A manifesto commitment which they have not honoured.
But it now appears that the ground is shifting. The Liberal Democrats have pledged to abolish Ofsted.
And Labour’s shadow secretary of state for education Angela Rayner has said that Ofsted is not fit for purpose.
She is absolutely right. Ofsted is not fit for purpose. It is an inspection agency which punishes schools which educate poor children, awarding inspection judgements based on a school’s intake rather than the standards of its teaching and the progress children make in their learning.
So, we will be asking all the political parties just what they are going to do about Ofsted, an agency, which, more than any other, has acted to exhaust teachers and school leaders and drive them from the profession. An agency which has done more than any other to decimate teacher supply and to threaten educational standards in England.

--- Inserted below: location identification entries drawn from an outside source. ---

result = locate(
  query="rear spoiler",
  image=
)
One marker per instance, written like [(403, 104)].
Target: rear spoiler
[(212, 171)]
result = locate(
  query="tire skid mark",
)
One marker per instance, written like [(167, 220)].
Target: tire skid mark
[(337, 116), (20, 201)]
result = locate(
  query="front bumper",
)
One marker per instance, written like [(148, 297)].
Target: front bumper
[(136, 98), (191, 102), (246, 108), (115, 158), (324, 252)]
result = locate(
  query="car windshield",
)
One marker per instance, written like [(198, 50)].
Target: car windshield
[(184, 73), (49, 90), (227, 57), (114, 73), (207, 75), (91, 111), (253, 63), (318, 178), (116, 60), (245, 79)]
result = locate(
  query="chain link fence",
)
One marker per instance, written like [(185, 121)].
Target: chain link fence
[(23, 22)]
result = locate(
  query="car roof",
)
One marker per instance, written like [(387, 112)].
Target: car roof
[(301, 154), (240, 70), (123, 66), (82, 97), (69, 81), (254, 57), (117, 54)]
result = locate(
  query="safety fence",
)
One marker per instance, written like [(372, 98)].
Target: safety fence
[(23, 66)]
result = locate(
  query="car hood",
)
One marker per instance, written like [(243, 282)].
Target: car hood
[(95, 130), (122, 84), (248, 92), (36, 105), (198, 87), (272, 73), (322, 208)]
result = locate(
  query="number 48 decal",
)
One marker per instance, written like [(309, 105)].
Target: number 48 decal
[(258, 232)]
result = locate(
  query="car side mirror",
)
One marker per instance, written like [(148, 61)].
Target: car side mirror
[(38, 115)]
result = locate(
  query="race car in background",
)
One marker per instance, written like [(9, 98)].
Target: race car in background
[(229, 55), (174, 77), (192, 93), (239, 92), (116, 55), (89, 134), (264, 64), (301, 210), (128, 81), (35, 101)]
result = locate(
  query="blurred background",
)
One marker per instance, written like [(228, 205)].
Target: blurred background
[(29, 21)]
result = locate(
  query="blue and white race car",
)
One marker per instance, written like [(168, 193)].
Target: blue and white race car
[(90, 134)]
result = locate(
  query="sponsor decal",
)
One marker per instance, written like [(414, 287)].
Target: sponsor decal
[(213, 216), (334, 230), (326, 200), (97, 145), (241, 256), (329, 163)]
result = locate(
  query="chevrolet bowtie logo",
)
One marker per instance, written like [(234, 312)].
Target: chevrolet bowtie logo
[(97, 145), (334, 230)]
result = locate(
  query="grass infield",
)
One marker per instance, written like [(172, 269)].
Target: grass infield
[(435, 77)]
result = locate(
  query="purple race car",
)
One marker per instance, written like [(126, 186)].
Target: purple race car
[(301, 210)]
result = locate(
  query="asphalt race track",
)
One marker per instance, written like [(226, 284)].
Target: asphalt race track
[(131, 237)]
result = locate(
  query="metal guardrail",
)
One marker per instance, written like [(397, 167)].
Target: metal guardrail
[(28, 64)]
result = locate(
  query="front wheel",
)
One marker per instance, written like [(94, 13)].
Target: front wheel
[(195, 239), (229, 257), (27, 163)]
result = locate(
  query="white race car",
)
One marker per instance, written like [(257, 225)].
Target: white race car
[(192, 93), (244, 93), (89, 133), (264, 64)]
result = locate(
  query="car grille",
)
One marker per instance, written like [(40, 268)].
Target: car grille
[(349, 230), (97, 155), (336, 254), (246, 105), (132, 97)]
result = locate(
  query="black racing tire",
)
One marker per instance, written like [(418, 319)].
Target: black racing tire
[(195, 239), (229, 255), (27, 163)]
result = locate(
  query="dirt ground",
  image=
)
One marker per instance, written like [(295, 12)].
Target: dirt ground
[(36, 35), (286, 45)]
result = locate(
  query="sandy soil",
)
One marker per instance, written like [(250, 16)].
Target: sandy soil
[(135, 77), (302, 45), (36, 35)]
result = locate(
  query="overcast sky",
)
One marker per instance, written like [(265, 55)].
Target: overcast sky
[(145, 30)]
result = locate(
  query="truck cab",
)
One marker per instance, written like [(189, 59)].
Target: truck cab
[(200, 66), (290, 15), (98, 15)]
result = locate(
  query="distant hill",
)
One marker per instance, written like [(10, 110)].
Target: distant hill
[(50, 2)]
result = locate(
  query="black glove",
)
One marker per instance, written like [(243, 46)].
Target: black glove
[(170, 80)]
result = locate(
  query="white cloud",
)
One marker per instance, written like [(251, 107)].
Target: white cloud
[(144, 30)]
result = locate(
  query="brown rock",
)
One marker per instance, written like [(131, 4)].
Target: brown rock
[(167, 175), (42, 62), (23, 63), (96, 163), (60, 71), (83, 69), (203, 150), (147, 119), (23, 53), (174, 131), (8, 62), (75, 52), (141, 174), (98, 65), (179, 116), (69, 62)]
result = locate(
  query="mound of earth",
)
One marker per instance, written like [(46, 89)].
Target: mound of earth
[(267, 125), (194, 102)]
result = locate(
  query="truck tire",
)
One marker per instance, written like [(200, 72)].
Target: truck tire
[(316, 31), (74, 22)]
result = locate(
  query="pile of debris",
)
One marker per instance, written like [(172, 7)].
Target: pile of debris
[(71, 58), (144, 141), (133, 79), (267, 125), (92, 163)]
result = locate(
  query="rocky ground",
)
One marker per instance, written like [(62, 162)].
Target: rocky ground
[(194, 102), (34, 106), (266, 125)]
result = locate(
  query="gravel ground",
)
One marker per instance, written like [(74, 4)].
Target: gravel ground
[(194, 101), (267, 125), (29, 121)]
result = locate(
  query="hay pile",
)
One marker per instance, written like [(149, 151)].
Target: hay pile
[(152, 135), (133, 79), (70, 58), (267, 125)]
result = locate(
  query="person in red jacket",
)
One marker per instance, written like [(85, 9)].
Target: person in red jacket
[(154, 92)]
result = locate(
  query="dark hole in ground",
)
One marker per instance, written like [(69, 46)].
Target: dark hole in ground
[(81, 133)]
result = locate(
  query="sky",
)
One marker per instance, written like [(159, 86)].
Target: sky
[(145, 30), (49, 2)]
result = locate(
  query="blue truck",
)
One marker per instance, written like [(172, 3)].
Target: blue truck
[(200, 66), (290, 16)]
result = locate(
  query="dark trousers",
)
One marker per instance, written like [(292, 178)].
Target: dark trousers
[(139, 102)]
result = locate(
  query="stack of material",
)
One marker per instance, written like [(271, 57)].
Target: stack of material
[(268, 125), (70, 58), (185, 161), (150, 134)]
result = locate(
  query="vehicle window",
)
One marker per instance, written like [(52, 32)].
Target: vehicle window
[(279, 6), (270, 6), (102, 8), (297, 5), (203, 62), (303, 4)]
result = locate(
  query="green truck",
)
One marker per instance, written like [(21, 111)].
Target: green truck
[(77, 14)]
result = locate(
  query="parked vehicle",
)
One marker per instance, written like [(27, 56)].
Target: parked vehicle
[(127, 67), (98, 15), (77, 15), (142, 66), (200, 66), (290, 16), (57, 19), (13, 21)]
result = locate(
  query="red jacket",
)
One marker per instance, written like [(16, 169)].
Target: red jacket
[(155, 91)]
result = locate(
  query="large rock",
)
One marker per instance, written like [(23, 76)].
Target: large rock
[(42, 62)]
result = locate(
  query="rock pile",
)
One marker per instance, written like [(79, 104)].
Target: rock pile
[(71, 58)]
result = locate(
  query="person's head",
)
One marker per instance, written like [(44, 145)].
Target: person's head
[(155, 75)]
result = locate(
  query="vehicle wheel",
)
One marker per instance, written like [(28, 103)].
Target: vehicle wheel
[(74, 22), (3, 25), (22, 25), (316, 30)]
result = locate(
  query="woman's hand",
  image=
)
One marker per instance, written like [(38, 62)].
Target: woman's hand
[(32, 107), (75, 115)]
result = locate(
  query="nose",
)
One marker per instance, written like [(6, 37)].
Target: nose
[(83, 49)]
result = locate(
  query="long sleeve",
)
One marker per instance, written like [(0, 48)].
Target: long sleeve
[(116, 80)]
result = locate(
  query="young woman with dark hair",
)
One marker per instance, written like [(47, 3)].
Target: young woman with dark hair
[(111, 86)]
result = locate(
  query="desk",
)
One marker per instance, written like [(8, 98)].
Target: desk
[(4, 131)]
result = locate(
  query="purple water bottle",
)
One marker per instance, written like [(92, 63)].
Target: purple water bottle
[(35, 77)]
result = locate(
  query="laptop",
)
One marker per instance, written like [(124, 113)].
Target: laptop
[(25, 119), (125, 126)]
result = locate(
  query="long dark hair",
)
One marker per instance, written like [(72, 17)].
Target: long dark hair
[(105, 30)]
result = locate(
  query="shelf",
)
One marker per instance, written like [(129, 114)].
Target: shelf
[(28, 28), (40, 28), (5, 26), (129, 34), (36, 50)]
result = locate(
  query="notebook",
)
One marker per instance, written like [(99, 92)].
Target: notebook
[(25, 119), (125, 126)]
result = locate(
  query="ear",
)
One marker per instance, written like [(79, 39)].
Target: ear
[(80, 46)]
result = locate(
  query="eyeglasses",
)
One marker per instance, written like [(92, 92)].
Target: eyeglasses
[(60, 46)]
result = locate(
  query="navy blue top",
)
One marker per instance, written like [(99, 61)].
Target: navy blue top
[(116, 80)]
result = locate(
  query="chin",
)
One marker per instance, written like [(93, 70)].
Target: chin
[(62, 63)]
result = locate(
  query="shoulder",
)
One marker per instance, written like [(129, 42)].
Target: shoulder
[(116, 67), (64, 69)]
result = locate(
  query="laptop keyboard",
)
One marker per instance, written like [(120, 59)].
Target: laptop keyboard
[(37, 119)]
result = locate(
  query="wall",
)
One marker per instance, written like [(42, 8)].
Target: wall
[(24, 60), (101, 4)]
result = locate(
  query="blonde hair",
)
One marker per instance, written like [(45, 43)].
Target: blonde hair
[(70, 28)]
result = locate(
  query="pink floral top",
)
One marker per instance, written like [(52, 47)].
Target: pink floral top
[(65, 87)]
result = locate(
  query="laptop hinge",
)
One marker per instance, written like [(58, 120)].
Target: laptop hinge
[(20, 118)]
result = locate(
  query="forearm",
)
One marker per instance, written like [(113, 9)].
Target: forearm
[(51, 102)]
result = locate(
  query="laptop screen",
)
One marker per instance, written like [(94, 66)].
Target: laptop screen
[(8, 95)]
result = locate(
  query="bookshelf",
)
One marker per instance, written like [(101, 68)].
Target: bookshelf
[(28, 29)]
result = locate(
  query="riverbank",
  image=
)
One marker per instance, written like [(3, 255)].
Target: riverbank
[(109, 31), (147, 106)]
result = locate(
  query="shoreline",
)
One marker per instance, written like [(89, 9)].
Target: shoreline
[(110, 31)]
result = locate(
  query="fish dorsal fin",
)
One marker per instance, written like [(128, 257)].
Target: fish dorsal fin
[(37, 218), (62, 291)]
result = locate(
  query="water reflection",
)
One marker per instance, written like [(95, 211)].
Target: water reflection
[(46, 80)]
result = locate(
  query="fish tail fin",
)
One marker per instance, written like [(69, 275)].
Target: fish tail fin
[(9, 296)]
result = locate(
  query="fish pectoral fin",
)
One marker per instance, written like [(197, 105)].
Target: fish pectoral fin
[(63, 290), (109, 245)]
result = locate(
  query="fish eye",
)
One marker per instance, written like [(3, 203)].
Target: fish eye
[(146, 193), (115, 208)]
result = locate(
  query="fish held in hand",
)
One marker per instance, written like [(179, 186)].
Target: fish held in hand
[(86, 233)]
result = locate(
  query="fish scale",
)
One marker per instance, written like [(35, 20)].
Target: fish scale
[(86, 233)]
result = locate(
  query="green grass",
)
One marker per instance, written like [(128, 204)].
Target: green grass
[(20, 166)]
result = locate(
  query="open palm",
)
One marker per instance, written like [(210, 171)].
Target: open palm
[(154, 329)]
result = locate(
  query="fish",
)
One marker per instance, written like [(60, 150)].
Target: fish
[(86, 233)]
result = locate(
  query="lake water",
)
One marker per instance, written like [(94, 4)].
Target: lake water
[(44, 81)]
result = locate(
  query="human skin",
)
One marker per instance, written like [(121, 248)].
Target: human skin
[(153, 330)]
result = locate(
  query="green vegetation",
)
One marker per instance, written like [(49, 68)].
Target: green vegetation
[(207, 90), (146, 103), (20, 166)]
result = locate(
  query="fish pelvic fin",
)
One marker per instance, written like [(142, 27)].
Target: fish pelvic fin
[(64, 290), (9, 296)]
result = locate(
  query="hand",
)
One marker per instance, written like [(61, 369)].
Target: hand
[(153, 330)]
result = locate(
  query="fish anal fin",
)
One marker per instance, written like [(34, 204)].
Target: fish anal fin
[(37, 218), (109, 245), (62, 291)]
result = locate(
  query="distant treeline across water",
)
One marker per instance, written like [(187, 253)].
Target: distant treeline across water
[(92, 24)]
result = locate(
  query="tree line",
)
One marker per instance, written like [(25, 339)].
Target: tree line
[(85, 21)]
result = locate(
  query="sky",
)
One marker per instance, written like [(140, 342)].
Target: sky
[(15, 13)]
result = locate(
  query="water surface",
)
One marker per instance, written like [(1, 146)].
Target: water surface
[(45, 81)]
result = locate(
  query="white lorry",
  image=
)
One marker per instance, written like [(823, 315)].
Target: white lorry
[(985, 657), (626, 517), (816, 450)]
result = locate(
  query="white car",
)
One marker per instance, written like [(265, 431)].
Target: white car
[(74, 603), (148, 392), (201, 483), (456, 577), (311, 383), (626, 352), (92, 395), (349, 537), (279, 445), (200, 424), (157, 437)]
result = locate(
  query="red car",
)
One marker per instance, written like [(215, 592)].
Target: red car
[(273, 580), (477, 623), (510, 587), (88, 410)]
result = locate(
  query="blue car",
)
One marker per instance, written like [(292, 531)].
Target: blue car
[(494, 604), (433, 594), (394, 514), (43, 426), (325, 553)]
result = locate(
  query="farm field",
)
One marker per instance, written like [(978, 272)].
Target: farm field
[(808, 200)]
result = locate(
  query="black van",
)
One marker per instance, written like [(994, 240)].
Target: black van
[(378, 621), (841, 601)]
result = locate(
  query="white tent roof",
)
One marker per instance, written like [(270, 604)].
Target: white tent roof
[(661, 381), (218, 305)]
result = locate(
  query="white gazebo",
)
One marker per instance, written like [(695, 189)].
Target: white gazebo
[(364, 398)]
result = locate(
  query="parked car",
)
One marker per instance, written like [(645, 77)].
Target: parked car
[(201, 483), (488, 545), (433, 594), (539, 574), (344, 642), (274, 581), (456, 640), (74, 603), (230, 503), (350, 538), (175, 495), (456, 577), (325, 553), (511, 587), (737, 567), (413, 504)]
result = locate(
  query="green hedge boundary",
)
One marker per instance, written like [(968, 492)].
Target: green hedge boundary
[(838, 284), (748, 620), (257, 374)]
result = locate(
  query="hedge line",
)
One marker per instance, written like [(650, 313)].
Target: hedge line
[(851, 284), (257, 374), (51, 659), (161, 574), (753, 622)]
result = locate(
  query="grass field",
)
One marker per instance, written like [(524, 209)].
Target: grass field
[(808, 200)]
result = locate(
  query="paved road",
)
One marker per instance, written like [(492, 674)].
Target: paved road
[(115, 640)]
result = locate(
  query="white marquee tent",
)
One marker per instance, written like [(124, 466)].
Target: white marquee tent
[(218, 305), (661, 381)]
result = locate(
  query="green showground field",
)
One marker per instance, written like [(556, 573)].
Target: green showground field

And while Ofsted and the regional schools’ commissioners engage in turf disputes about who inspects what, it pains me to say that some multi academy trusts get away with the fraudulent misuse of public money which has been given to them for children’s education.
Conference, if you are an academy trustee you should be doing a public duty, giving the best governance to the academy, or academy chain, you are a trustee of. If you are the CEO of an academy chain, you should be running it with a public service ethos.
You should not be awarding yourself £50,000 rises while your teaching and support staff suffer under austerity pay rates for years and years.
You should not be setting up companies, run by your daughter or your wife or some other relation, to provide ‘services’ to your school, extracting profit, lots of profit, £120 million worth, out of public service.
So, I want to finish my speech today by resurrecting the public service ethos.
Schools must be places for all our children and young people to be educated. They should not be market driven places where pupils are ‘off-rolled’ if they are not going to be entered for the EBacc.
Schools must be places for all our children and young people, and that includes, especially it includes, those with SEND. Because we have so much to learn from children and young people with SEND and our schools lose so much when they are not inclusive.
Schools and colleges must be places where all education professionals, teachers, lecturers, support staff, are valued and treasured for the work they do. Because if they are not, we lose them and their talents. And our education system cannot afford to lose their talents, skills experience and expertise.
And that is why ATL and the NUT have joined together to form the National Education Union. Because now is the time. The time to campaign, and to act, to recreate an education system which is fit for purpose and fit for the 21st century.
Together we are stronger. Together we can really make a difference.
So, let’s go out and do just that, shall we?